Question

Find the missing frequency in the following distribution if N = 100 and median is 32.

Marks	0 – 10	10 – 20	20 – 30	30 – 40	40 – 50	50 – 60	Total
No. of students	10	?	25	30	?	10	100

Answer 1

Hint: Assume that number of students having marks in the range 10 – 20 and 40 – 50 are ‘x’ and ‘y’ respectively. Form first linear equation in ‘x’ and ‘y’ by calculating the total number of students from the table and equating it with 100. Now, form a frequency table with three column, having column 1 as marks, column 2 as frequency i.e. number of students and column 3 as cumulative frequency. Cumulative frequency of cf is found by adding the frequencies in each step of progression. Apply the formula: - Median = \[L+\left( \dfrac{\dfrac{N}{2}-cf}{f} \right)\times h\], where L = lower class containing the median, N = total student, f = frequency of the class containing median, cf = cumulative frequency before the median class, h = class interval, to calculate the value of x. Substitute this value of x in equation (1) to get the value of y.

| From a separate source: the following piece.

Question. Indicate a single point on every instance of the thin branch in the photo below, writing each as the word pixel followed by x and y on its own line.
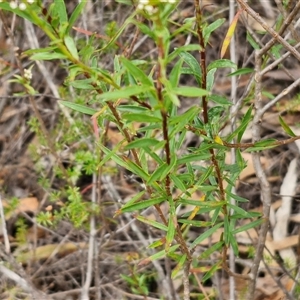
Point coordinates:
pixel 264 184
pixel 274 34
pixel 4 229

Complete step by step answer:
We have been given the following table: -

Marks	0 – 10	10 – 20	20 – 30	30 – 40	40 – 50	50 – 60	Total
No. of students	10	?	25	30	?	10	100

Let us assume that, number of students having marks in the range 10 – 20 and 40 – 50 are ‘x’ and ‘y’ respectively. Using the above table let us form a frequency table, having three columns. Column 1 will have marks, column 2 will contain frequency or number of students, column 3 will contain cumulative frequency which is calculated by adding frequencies in each step. Therefore, the frequency table will look like: -

Marks	Frequency (f)	Cumulative frequency (cf)
0 – 10	10	10
10 – 20	x	10 + x
20 – 30	25	10 + x + 25 = 35 + x
30 – 40	30	35 + x + 30 = 65 + x
40 – 50	y	65 + x + y
50 – 60	10	65 + x + y + 10 = 75 + x + y

Now, we have been given that, there are 100 students,
\[\begin{align}
  & \therefore \sum{f}=100 \\
 & \Rightarrow 75+x+y=100 \\
\end{align}\]
\[\Rightarrow x+y=25\] - (1)
We know that, median = \[L+\left( \dfrac{\dfrac{N}{2}-cf}{f} \right)\times h\], where,
L = Lower class containing the median
N = Total number of students
f = frequency of the class containing median
cf = cumulative frequency before the median class
h = class interval = upper limit – lower limit
We have been given that median = 32, which lies in the range 30 – 40. Therefore, 30 – 40 is the median class. So,
L = 30
N = 100
f = 30
cf = 35 + x
h = 10 – 0 = 10
Substituting these values in the formula for median, we get,
\[\begin{align}
  & \Rightarrow 32=30+\left( \dfrac{\dfrac{100}{2}-\left( 35+x \right)}{30} \right)\times 10 \\
 & \Rightarrow 2=\dfrac{50-35-x}{3} \\
\end{align}\]
By cross – multiplication, we get,
\[\Rightarrow 6=15-x\]
\[\begin{align}
  & \Rightarrow x=15-6 \\
 & \Rightarrow x=9 \\
\end{align}\]
Substituting x = 9 in equation (1), we get,
\[\begin{align}
  & \Rightarrow y=25-x \\
 & \Rightarrow y=25-9 \\
 & \Rightarrow y=16 \\
\end{align}\]

Hence, the missing frequencies are 9 and 16.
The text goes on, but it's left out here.